For completeness, let’s look at the details of the full model. First, let’s see the ANOVA output, as that will give us a single value for significance of the Models in the model.
# Look at ANOVA output
anova(greatMod)
## Analysis of Variance Table
##
## Response: Price
## Df Sum Sq Mean Sq F value Pr(>F)
## Model 31 7.4457e+10 2401848775 753.82 < 2.2e-16 ***
## Mileage 1 1.5475e+09 1547488052 485.68 < 2.2e-16 ***
## Residuals 771 2.4566e+09 3186229
## ---
## Signif. codes: 0 '***' 0.001 '**' 0.01 '*' 0.05 '.' 0.1 ' ' 1
So, everything is incredibly significant, and the Model accounts for a HUGE portion of the variance in the model.
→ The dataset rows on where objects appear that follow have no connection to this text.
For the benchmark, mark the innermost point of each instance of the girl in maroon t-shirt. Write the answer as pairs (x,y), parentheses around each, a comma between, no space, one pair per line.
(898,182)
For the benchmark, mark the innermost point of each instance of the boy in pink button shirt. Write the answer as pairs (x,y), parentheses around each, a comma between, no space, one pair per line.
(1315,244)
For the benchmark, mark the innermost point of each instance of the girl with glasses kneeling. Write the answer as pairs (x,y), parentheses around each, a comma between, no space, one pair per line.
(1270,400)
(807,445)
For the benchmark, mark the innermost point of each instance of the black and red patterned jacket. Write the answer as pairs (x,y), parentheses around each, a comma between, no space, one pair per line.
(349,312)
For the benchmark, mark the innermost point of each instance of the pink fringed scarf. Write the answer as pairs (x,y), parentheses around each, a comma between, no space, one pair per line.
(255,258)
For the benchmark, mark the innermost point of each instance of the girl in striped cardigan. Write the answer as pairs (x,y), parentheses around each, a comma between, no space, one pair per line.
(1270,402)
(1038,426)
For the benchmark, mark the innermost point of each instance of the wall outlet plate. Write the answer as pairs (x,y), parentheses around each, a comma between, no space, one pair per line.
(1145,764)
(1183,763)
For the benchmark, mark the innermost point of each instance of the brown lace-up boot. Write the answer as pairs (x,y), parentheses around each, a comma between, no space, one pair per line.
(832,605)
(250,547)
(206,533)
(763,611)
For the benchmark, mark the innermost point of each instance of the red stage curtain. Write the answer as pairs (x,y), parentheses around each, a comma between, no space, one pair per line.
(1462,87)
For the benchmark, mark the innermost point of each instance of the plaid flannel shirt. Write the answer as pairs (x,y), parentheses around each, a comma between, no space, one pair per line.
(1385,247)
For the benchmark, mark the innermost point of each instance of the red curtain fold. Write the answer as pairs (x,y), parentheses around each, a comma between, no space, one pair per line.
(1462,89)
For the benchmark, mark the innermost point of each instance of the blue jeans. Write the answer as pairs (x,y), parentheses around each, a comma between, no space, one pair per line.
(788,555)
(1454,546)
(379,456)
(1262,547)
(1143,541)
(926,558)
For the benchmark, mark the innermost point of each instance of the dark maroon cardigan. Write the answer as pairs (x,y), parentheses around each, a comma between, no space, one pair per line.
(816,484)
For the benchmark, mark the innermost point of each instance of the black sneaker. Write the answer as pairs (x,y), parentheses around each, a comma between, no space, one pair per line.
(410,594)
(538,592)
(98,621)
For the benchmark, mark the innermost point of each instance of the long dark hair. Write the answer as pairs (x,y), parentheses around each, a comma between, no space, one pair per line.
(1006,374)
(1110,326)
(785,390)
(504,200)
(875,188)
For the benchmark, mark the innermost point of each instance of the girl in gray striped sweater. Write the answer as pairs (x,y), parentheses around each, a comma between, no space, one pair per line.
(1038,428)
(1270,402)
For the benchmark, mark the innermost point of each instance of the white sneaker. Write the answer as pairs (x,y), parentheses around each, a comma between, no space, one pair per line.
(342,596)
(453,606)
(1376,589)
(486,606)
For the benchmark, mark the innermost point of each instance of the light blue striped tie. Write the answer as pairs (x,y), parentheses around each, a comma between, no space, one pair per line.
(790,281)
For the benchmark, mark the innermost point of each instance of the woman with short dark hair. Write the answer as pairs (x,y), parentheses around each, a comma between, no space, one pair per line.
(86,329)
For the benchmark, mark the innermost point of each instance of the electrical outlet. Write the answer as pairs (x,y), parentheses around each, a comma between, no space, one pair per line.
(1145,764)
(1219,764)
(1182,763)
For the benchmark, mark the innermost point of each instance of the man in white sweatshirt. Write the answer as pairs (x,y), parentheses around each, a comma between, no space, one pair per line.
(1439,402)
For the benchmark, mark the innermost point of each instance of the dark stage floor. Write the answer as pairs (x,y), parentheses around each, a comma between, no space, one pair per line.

Let’s look directly at the effects of each, along with the R2 value:
# See full details
summary(greatMod)
##
## Call:
## lm(formula = Price ~ Model + Mileage, data = cars)
##
## Residuals:
## Min 1Q Median 3Q Max
## -6812.0 -938.3 -0.1 868.1 6497.9
##
## Coefficients:
## Estimate Std. Error t value Pr(>|t|)
## (Intercept) 2.794e+04 9.027e+02 30.952 < 2e-16 ***
## Model9_3 4.880e+03 9.783e+02 4.988 7.55e-07 ***
## Model9_3 HO 5.999e+03 9.364e+02 6.407 2.58e-10 ***
## Model9_5 5.703e+03 9.506e+02 5.999 3.05e-09 ***
## Model9_5 HO 4.035e+03 9.784e+02 4.125 4.12e-05 ***
## ModelAVEO -1.373e+04 9.220e+02 -14.896 < 2e-16 ***
## ModelBonneville -3.618e+03 9.504e+02 -3.807 0.000152 ***
## ModelCavalier -1.165e+04 9.220e+02 -12.638 < 2e-16 ***
## ModelCentury -8.746e+03 1.056e+03 -8.281 5.37e-16 ***
## ModelClassic -1.076e+04 1.056e+03 -10.188 < 2e-16 ***
## ModelCobalt -1.067e+04 9.276e+02 -11.507 < 2e-16 ***
## ModelCorvette 1.440e+04 9.777e+02 14.726 < 2e-16 ***
## ModelCST-V 2.042e+04 1.056e+03 19.332 < 2e-16 ***
## ModelCTS 5.381e+03 1.056e+03 5.095 4.39e-07 ***
## ModelDeville 1.171e+04 9.503e+02 12.321 < 2e-16 ***
## ModelG6 -4.881e+03 9.779e+02 -4.991 7.43e-07 ***
## ModelGrand Am -1.012e+04 9.783e+02 -10.350 < 2e-16 ***
## ModelGrand Prix -6.392e+03 9.506e+02 -6.724 3.45e-11 ***
## ModelGTO 4.812e+03 1.056e+03 4.555 6.08e-06 ***
## ModelImpala -4.485e+03 9.505e+02 -4.719 2.82e-06 ***
## ModelIon -1.084e+04 9.280e+02 -11.683 < 2e-16 ***
## ModelLacrosse -3.195e+03 9.507e+02 -3.361 0.000815 ***
## ModelLesabre -4.587e+03 9.783e+02 -4.689 3.25e-06 ***
## ModelL Series -8.520e+03 1.056e+03 -8.068 2.73e-15 ***
## ModelMalibu -7.484e+03 9.219e+02 -8.119 1.86e-15 ***
## ModelMonte Carlo -4.639e+03 9.504e+02 -4.881 1.28e-06 ***
## ModelPark Avenue -6.569e+02 9.778e+02 -0.672 0.501890
## ModelSTS-V6 1.268e+04 1.056e+03 12.006 < 2e-16 ***
## ModelSTS-V8 1.822e+04 1.056e+03 17.250 < 2e-16 ***
## ModelSunfire -1.171e+04 1.056e+03 -11.085 < 2e-16 ***
## ModelVibe -8.668e+03 9.503e+02 -9.121 < 2e-16 ***
## ModelXLR-V8 3.823e+04 1.056e+03 36.204 < 2e-16 ***
## Mileage -1.724e-01 7.823e-03 -22.038 < 2e-16 ***
## ---
## Signif. codes: 0 '***' 0.001 '**' 0.01 '*' 0.05 '.' 0.1 ' ' 1
##
## Residual standard error: 1785 on 771 degrees of freedom
## Multiple R-squared: 0.9687, Adjusted R-squared: 0.9674
## F-statistic: 745.4 on 32 and 771 DF, p-value: < 2.2e-16
We can see from this that we are explaining 96.9% of the variance. To see the R2 directly we can use this trick to avoid prining the entire table.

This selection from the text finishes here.